The Neon Demon
Qui est-elle ? Une brebis apeurée, une vierge écarlate ou alors une féline mortifère à l'instar du puma qui débarque inopinément dans la chambre de son motel ? Tout cela à fois, probablement, dans la mise en scène glacée et tentaculaire de Nicolas Winding Refn filmant Jesse, créature diaphane fracassée au fond d'une piscine vide après avoir tenté de percer comme mannequin à Los Angeles.
La nymphe de la Cité des Anges se sera heurtée, entre-temps, à des "amies" qui ne lui veulent vraiment pas du bien.
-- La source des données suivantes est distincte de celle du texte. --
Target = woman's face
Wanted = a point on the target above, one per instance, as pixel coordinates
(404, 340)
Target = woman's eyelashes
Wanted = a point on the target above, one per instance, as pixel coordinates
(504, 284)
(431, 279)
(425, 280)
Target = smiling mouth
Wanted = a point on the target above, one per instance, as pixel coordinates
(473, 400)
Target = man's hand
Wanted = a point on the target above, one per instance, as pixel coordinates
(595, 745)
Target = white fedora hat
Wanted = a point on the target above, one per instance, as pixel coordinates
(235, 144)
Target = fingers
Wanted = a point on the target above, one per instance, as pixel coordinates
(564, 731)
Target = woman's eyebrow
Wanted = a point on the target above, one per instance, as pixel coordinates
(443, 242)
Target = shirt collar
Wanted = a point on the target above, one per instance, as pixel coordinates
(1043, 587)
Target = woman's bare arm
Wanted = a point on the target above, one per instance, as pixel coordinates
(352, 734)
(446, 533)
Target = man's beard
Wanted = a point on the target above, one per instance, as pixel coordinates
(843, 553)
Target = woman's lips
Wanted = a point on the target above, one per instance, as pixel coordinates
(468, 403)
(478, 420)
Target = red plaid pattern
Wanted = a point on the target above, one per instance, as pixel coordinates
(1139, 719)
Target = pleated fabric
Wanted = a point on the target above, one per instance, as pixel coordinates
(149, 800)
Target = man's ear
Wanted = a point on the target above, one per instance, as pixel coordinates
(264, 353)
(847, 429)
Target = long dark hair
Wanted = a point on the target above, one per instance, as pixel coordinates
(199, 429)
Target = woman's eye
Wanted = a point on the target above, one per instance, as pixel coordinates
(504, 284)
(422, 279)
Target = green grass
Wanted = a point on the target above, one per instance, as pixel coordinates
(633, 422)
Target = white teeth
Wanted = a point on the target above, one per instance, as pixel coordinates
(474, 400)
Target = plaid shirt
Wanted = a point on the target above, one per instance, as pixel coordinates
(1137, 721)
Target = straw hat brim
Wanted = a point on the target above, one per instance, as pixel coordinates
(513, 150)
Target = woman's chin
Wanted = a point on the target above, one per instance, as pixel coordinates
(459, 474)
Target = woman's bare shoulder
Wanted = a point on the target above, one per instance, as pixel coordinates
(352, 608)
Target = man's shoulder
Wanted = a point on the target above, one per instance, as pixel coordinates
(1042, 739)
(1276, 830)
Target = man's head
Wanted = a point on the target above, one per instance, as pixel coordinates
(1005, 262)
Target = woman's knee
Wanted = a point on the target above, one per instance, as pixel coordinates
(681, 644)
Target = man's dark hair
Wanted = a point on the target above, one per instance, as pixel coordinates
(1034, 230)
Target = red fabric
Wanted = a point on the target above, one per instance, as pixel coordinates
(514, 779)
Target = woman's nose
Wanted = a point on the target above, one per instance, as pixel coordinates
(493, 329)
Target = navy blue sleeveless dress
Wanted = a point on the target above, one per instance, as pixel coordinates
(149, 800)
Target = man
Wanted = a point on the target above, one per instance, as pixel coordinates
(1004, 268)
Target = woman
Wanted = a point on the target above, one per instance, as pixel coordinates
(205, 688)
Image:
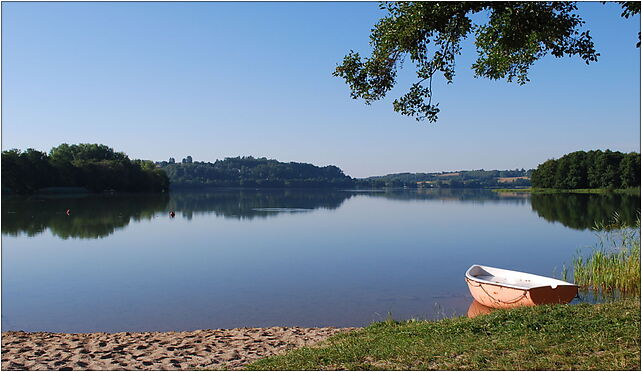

Mi-clones, mi-amazones, blondes blafardes et plus ou moins refaites, rivales prêtes à se dévorer en elles dans tous les sens du terme... Nicolas Winding Refn n'en fait pas tant des personnages que des "motifs" au service d'une chorégraphie allant bien au-delà de la dénonciation du monde de la mode.
Car dans cet effort de stylisation et ce mouvement qui n'obéit finalement qu'à lui-même, le film se dépouille peu à peu, à vrai dire, de sa texture narrative -et donc thématique- pour entrer dans les limbes "lynchiennes" d'une véritable traversée des miroirs-c'est l'autre grand motif du film. Entre Eros et Thanatos (voir la double activité du personnage de la maquilleuse..), Winding Refn flirte également avec la tentation gore sans tomber, heureusement, dans le grand guignol
Moins épuré qu'Only God Forgives mais doué d'un aussi fort coefficient d'envoûtement, The Neon Demon confirme en tout cas la radicalité esthétique d'une œuvre dont le surestimé Drive aura vraiment constitué la fausse piste par excellence. Nicolas Winding Refn semble bien plus à son aise dans la transe et le gothique, surtout lorsqu'il dédie ses lumières stroboscopiques, fluorescentes et surexposées à une jeune comédienne fascinante à tout point de vue. Tour à tour ingénue et ambigüe, fragile et magnétique, délicate et carnassière, Elle Fanning est ce pervers objet du désir autour duquel The Neon Demon déploie toute son arborescence.
The Neon Demon, Nicolas Winding Reft, sélection officielle au Festival du Cannes, sortie en salles ce mercredi.